Addressing security vulnerabilities by HTTP Security Headers

HTTP response security headers are a set of standard HTTP response headers proposed to prevent or mitigate known XSS, clickjacking, and MIME sniffing security vulnerabilities. These response headers define security policies to client browsers so that the browsers avoid exposure to known vulnerabilities when handling requests.

When FortiWeb's HTTP Security Headers feature is enabled, headers with specified values are inserted into HTTP responses coming from the backend web servers. This is a quick and simple solution to address the security vulnerabilities on your web site without code and configuration changes. The following includes three different security headers that FortiWeb can insert into resposnes:

FortiWeb security headers
Security headers Descriptions
X-Frame-Options

This header prevents browsers from Clickjacking attacks by providing appropriate restrictions on displaying pages in frames.

The X-Frame-Options header can be implemented with one of the following options:

  • DENY: The browser will not allow any frame to be displayed.
  • SAMEORIGIN: The browser will not allow a frame to be displayed unless the page of the frame originated from the same site.
  • ALLOW-FROM: The browser will not allow a frame to be displayed unless the page of the frame originated from the specified domain.
X-Content-Type-Options

This header prevents browsers from MIME content-sniffing attacks by disabling the browser's MIME sniffing function.

The X-Content-Type-Options header can be implemented with one option:

  • nosniff: The browser will not guess any content type that is not explicitly specified when downloading extensions.
X-XSS-Protection

This header enables a browser's built-in Cross-site scripting (XSS) protection.

The X-XSS-Protection header can be implemented with one of the following options:

  • Sanitizing Mode: The browser will sanitize the malicious scripts when a XSS attack is detected.
  • Block Mode: The browser will block the page when a XSS attack is detected.

 

To configure an HTTP header security policy

1.  Go to Web Protection > Advanced Protection > HTTP Header Security and select an existing policy or create a new one. If creating a new policy, the maximum length of the name is 63 characters; special characters are prohibited.

2.  If you created a new policy, click OK to save it. If editing an existing policy, select it and click Edit.

3.   Select an existing rule to edit or create a new one in Secure Header Table.

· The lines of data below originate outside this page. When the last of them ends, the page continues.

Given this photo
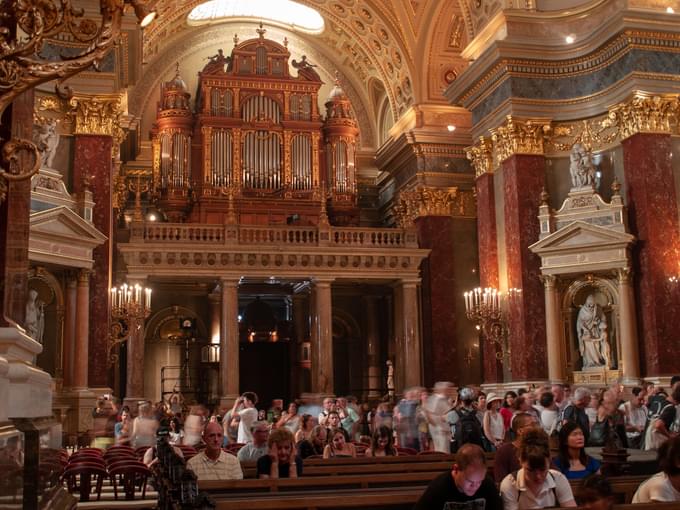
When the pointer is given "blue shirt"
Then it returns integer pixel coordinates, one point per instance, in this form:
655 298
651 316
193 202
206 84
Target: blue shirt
592 467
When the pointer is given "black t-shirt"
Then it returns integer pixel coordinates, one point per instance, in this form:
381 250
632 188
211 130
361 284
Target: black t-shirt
443 490
264 467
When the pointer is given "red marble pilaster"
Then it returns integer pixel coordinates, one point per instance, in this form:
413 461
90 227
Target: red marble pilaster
92 159
487 242
524 179
653 213
441 351
15 213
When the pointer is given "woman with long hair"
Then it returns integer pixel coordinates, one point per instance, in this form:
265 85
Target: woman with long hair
306 427
382 443
535 485
338 446
572 461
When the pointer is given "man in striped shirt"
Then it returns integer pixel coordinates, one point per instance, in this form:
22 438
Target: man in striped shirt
213 463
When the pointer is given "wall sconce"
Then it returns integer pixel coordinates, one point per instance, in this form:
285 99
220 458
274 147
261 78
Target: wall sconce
130 306
484 307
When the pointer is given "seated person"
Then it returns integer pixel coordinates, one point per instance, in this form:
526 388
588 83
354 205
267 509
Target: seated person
256 448
382 443
663 486
535 485
338 446
213 463
467 481
281 461
507 458
572 460
314 445
595 494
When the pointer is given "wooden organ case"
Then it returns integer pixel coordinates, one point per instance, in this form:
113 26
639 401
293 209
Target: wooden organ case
256 151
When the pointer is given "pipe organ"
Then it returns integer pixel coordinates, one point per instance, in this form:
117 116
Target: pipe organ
256 138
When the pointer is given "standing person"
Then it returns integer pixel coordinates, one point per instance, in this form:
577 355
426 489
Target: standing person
576 411
436 409
635 417
535 485
382 443
573 461
407 424
245 408
256 448
507 408
213 463
665 485
494 428
467 481
281 462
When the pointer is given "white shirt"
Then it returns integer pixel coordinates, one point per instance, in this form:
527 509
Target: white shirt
248 416
517 496
656 488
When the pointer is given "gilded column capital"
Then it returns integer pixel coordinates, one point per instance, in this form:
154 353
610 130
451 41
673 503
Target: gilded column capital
644 114
426 201
481 156
518 137
97 115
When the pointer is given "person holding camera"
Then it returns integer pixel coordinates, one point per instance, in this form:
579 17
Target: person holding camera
244 407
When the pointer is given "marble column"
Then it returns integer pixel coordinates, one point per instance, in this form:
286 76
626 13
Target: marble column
373 369
553 330
440 341
229 344
322 338
70 322
524 179
410 356
488 266
80 368
92 168
630 359
653 213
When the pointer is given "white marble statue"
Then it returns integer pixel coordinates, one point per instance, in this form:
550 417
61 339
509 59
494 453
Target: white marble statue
47 139
593 336
581 167
34 321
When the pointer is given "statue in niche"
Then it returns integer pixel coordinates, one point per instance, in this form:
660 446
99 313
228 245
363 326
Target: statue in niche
581 167
34 321
593 336
46 139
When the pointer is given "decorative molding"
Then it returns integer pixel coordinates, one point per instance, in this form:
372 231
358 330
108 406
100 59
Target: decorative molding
518 137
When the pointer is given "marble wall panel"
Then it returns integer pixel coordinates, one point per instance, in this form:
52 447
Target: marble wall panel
652 206
524 178
92 158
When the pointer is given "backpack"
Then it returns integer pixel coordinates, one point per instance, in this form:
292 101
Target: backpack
652 438
468 428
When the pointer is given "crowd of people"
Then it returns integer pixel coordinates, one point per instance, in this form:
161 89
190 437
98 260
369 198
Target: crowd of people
539 437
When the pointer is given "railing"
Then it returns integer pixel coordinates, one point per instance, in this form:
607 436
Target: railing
354 237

4.  Configure the following settings:

Fields Descriptions
URL Filter

Click to enable/disable URL filter.

  • Enable: Responses to the request will be processed with the security headers only if the URL of a request matches the specified Request URL.
  • Disable: All responses will be processed with the selected security header(s).
Request URL Type

Select Simple String to match the URL of requests with a literal URL specified in Request URL.

Select Regular Expression to match the URL of requests with a regular expression specified in Request URL.

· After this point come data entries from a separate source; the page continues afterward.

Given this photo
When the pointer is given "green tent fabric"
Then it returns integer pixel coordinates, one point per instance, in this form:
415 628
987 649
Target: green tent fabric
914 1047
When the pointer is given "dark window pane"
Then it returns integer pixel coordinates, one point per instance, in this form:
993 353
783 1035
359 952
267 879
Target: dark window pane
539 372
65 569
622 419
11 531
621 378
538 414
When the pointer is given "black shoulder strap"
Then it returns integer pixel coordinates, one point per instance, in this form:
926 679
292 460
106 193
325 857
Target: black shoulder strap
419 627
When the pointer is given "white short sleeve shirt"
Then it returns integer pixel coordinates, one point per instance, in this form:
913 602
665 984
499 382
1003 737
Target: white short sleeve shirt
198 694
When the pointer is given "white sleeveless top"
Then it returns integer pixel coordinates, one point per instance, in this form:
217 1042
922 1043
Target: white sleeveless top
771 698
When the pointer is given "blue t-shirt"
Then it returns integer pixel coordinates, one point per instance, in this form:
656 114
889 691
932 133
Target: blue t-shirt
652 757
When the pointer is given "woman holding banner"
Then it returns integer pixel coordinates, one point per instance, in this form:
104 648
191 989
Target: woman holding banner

Note: this is available only when URL Filter is enabled.

Request URL

Specify the URL used to match requests so that security headers can be applied to responses of the matched requests.

if Simple String is selected in Request URL Type, enter a literal URL.

If Regular Expression is selected, enter a regular expression.

After filling in the field with a regular expression, it is possible to to fine-tune the expression in a Regular Expression Validator by clicking the >> button on the side. For details, see Regular expression syntax.

Note: this is available only when URL Filter is enabled.

Secure Header Type

Select the security header to be inserted into the responses.

  • X-Frame-Options
  • X-Content-Type-Options
  • X-XSS-Protection

For details, see FortiWeb security headers.

Header Value

Select the value for the selected security header.

If X-Frame-Options is selected, the options will be:

  • DENY
  • SAMEORIGIN
  • ALLOW-FROM

If X-Content-Type-Options is selected, the option will be:

  • nosniff

If X-XSS-Protection is selected, the options will be:

  • Sanitizing Mode
  • Block Mode

For details, see FortiWeb security headers.

Allowed From URL

It will require you to specify a URI (Uniform Resource Identifier) if header X-Frame-Options and the option ALLOW-FROM are selected.

For details, see FortiWeb security headers.

5.  Click OK to save the configuration.

6.  To use this HTTP Header Security policy in a protection profile, go to Policy > Web Protection Profile and configure an inline protection profile with the HTTP Header Security policy. For details, see Configuring a protection profile for inline topologies.